Homo sapiens, well, we don’t really have anyone to teach us generosity. We can’t learn well by watching one another, because all too often the systems we have set up for protection don’t operate impartially and fairly, so they are more confusing than instructive.
But out in nature, it is impossible to cling to any belief that we can save every being, eradicate pain or suffering, take what we need without potentially depriving another, or take without giving something in return. Life no longer feels artificial or confusing. It is simple, straightforward, social for survival’s sake, and so very patient as it manages short-term change for long-term gain.
Nature, like the mother tree in “Avatar,” is neutral. It is there to keep the balance. It is there to make sure the heartbeat of the planet that sustains us all goes on, and to honor both the living and the dead for the part they play in that.
I will never again look at a green living being (or a brown one for that matter) the same again.

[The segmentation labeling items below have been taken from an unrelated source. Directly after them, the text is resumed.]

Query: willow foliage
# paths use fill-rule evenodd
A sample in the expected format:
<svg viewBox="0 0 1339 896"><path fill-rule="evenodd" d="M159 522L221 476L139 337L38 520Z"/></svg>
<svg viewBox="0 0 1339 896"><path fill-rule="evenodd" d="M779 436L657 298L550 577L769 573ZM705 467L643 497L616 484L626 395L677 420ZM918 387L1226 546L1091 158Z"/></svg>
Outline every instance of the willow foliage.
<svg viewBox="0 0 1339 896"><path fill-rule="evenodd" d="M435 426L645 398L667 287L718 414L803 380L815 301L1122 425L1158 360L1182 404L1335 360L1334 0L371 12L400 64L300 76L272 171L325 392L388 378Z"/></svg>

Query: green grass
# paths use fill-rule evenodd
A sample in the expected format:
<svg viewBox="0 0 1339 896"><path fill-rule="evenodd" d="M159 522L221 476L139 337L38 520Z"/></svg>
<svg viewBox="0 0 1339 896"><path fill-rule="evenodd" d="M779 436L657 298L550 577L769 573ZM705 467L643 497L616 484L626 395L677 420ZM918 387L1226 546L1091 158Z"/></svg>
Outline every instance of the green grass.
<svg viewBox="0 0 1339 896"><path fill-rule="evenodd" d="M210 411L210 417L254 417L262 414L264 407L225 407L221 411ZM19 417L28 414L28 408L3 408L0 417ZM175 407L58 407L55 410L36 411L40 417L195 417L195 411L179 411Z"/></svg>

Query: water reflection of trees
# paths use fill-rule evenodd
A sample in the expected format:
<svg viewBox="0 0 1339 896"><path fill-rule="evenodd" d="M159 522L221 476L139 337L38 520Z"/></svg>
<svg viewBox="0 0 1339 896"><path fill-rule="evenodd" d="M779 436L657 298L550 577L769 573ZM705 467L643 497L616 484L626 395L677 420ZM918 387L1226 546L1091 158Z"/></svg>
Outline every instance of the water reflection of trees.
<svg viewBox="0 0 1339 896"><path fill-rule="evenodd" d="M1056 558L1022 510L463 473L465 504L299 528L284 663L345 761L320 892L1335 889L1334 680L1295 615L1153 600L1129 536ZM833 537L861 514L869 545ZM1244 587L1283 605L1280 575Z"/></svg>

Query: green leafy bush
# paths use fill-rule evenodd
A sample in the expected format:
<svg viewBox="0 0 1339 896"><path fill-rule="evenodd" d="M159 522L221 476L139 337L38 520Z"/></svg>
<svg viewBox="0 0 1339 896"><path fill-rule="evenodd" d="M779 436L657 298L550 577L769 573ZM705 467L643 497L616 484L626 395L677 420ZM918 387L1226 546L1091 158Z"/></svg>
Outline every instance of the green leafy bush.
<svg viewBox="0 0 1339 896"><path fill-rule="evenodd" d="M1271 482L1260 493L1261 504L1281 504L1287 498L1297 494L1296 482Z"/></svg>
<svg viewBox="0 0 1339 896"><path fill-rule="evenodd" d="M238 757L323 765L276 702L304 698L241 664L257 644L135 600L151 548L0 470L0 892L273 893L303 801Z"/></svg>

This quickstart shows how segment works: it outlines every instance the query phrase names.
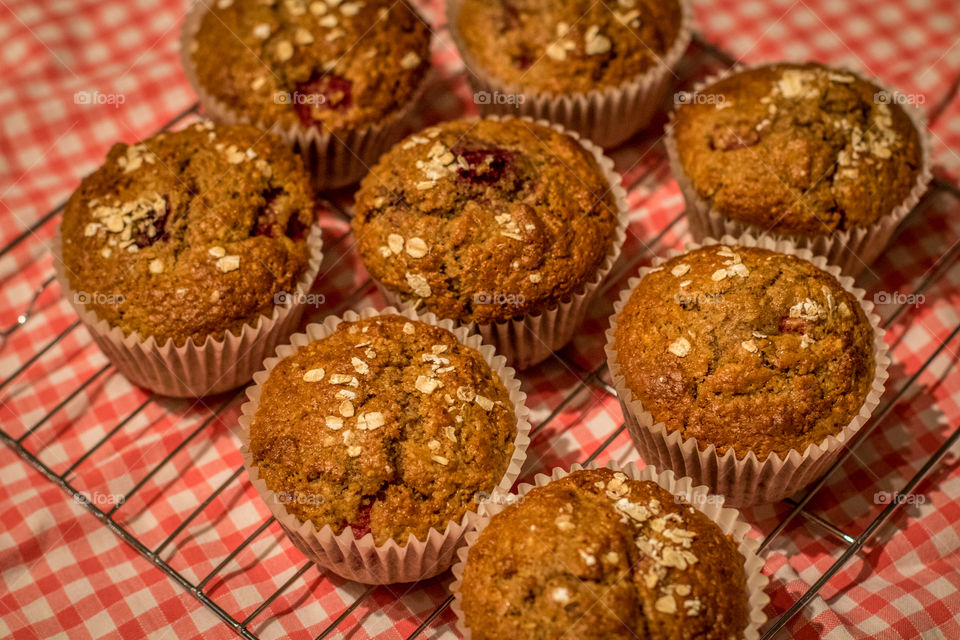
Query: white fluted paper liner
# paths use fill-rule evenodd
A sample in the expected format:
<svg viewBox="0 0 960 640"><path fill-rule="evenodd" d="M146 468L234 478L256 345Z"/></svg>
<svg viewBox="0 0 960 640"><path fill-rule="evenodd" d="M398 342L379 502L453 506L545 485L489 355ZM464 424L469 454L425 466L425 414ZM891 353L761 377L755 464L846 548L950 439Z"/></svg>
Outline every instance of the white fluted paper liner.
<svg viewBox="0 0 960 640"><path fill-rule="evenodd" d="M694 88L694 92L708 91L709 87L717 82L731 75L747 71L750 68L759 67L738 66L729 69L700 82ZM831 68L865 80L879 90L887 91L890 95L895 95L896 93L894 90L883 85L877 78L865 76L844 67ZM700 242L705 238L719 238L724 235L739 236L744 233L751 233L756 236L761 234L770 235L775 238L791 240L800 248L810 249L814 254L825 257L830 264L839 266L844 274L856 276L883 253L883 250L890 243L891 238L893 238L897 227L903 222L903 219L907 217L907 214L917 206L924 192L926 192L930 180L933 179L933 144L927 128L926 118L919 109L911 105L900 106L917 130L921 149L922 166L920 167L916 182L910 190L910 193L893 211L869 226L852 227L819 236L772 232L746 222L733 220L714 211L710 203L697 193L690 177L683 170L683 165L680 162L680 156L677 152L677 141L673 135L676 112L671 111L669 114L669 122L665 128L666 135L664 144L667 148L670 170L677 180L680 192L683 194L683 199L687 205L687 219L690 225L690 233L693 235L694 240Z"/></svg>
<svg viewBox="0 0 960 640"><path fill-rule="evenodd" d="M513 116L502 118L486 116L485 119L508 121L512 120ZM597 165L603 171L609 185L608 189L613 194L617 208L617 227L614 231L614 239L610 250L594 276L584 282L579 290L554 306L537 313L511 318L503 322L489 324L473 322L470 324L483 336L486 342L496 346L497 352L504 355L511 366L517 369L526 369L542 362L551 353L570 342L576 330L583 324L583 319L590 308L597 287L607 277L617 258L620 257L620 250L627 239L630 212L627 205L627 192L621 185L620 174L614 170L613 160L603 154L603 149L590 140L580 137L576 132L564 129L559 124L553 124L546 120L533 120L527 117L519 119L550 127L554 131L568 135L578 141L584 149L593 155ZM374 278L374 282L388 304L395 306L410 304L406 302L402 295L383 286L376 278Z"/></svg>
<svg viewBox="0 0 960 640"><path fill-rule="evenodd" d="M709 495L707 487L702 485L698 486L691 478L677 476L673 471L666 470L658 472L655 467L649 465L643 469L637 469L637 465L633 462L621 468L612 460L604 466L613 471L622 471L627 477L633 480L650 480L656 482L673 495L682 496L691 506L695 507L716 523L716 525L720 527L720 530L733 540L733 543L737 545L737 550L743 556L743 569L747 576L749 621L742 637L746 640L756 640L759 638L760 627L767 621L767 616L763 610L767 606L767 603L770 602L770 597L764 592L764 589L769 580L767 576L763 574L764 562L757 555L759 543L749 536L750 525L743 521L740 517L740 512L736 509L724 507L722 496ZM517 487L516 495L523 497L534 487L542 487L555 480L560 480L574 471L597 468L600 468L600 465L596 462L591 462L586 467L574 463L570 467L570 471L565 471L560 467L554 467L550 475L538 473L533 480L534 484L521 484ZM510 500L496 499L498 497L505 498L506 494L495 493L493 499L480 505L479 513L474 514L473 519L476 521L474 524L475 528L466 535L467 544L460 547L457 551L458 560L453 565L452 572L454 582L450 585L453 602L450 604L450 608L457 615L457 631L463 640L470 640L471 638L470 629L467 628L463 617L463 597L460 592L463 584L463 569L470 555L470 547L477 541L477 538L480 537L480 534L487 525L490 524L490 518L506 509L511 503Z"/></svg>
<svg viewBox="0 0 960 640"><path fill-rule="evenodd" d="M263 363L264 368L253 376L255 384L247 389L250 402L244 403L241 407L240 440L244 467L260 498L270 509L270 513L286 531L290 541L304 555L317 565L339 576L365 584L414 582L446 571L453 563L453 553L461 544L464 534L473 526L470 516L473 512L467 511L459 521L449 522L443 531L431 528L424 540L419 540L410 534L406 545L388 540L377 546L373 541L372 533L367 533L358 540L351 527L344 528L339 534L334 533L330 525L325 525L318 530L313 522L309 520L303 522L287 512L274 492L268 489L266 482L260 478L250 453L250 421L260 403L261 385L267 380L273 367L283 358L310 342L329 336L341 322L388 314L402 315L452 332L462 344L477 350L483 356L484 361L497 374L509 392L514 415L517 418L517 436L513 441L513 455L507 470L494 489L509 491L517 476L520 475L520 469L527 457L527 447L530 444L528 419L530 411L524 403L527 394L520 391L520 381L514 375L513 369L507 366L503 356L496 354L492 346L483 344L479 335L472 333L467 327L455 325L452 320L438 319L432 313L417 314L412 309L397 310L388 307L378 311L373 307L367 307L360 312L347 311L342 318L330 316L323 323L307 325L305 333L294 334L290 338L290 344L278 347L276 356L267 358Z"/></svg>
<svg viewBox="0 0 960 640"><path fill-rule="evenodd" d="M336 132L326 127L321 130L319 127L304 127L300 123L283 126L272 122L254 122L248 116L235 112L229 104L218 100L200 84L193 65L190 47L207 10L208 3L204 0L194 3L184 17L180 34L183 70L204 112L217 122L245 122L279 136L303 158L315 189L336 189L354 184L406 133L410 115L423 94L429 73L425 74L420 86L401 108L375 123L351 131Z"/></svg>
<svg viewBox="0 0 960 640"><path fill-rule="evenodd" d="M153 336L144 340L136 332L126 335L120 327L87 309L74 295L66 276L59 228L51 249L63 296L120 373L133 384L160 395L196 398L236 389L250 382L264 358L296 331L303 317L306 294L323 262L323 234L319 225L310 228L306 242L310 248L307 268L295 290L288 292L294 295L289 295L285 304L274 306L271 315L260 315L256 321L245 324L239 335L227 331L220 340L207 336L202 345L187 340L179 347L172 339L159 344Z"/></svg>
<svg viewBox="0 0 960 640"><path fill-rule="evenodd" d="M677 37L654 66L615 87L587 93L554 94L512 85L490 75L470 54L459 34L461 0L448 0L447 26L460 51L474 102L483 114L523 115L549 120L578 132L605 147L615 147L646 127L670 92L674 68L693 37L694 14L690 0L680 0L681 22ZM483 99L485 94L486 100ZM522 96L498 102L494 96Z"/></svg>
<svg viewBox="0 0 960 640"><path fill-rule="evenodd" d="M859 413L836 435L828 436L817 444L811 444L802 452L792 449L785 458L781 458L776 452L771 452L766 459L761 460L752 451L744 452L743 450L739 452L738 457L738 452L734 449L728 449L721 456L713 444L701 445L696 438L684 439L679 431L668 430L663 422L655 423L653 416L644 410L643 404L633 397L621 373L620 363L617 361L615 342L617 316L630 299L633 290L651 269L686 251L716 244L759 247L807 260L834 276L841 286L853 294L860 303L870 326L873 327L873 381ZM870 418L880 403L888 377L890 356L887 343L883 339L884 330L880 327L880 317L873 312L873 303L865 300L864 294L863 289L854 286L853 278L841 275L840 268L828 264L823 256L815 256L809 249L798 248L789 240L775 240L768 236L761 236L759 239L749 234L739 238L724 236L719 241L707 238L703 245L689 243L684 251L671 250L665 258L656 258L650 267L640 269L639 275L630 279L627 288L620 294L620 300L614 304L605 347L607 364L623 409L624 422L640 457L648 464L673 469L680 475L690 476L697 484L709 487L711 492L726 496L727 504L738 507L786 498L817 480L837 459L846 443Z"/></svg>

And once again, I feel like nature is the wise teacher, with me as its backwards, yet contrite and willing, student.
Today’s Takeaway: Yup, this post is a little….sappy. And sanctimonious. And woefully short on any tangible “take home points” (something I am told all good blog posts should include). This post is all of those things I can’t seem to help being when I am at the very bare bones beginning of struggling to grasp just how vast and un-knowable and wise and miraculous the other life forms I share this planet with truly are. I hope you will overlook those flaws and perhaps share a story of your favorite green being – what have the plants and the trees and nature itself taught you? Do you have a green leafy mentor? I’d love to hear your thoughts!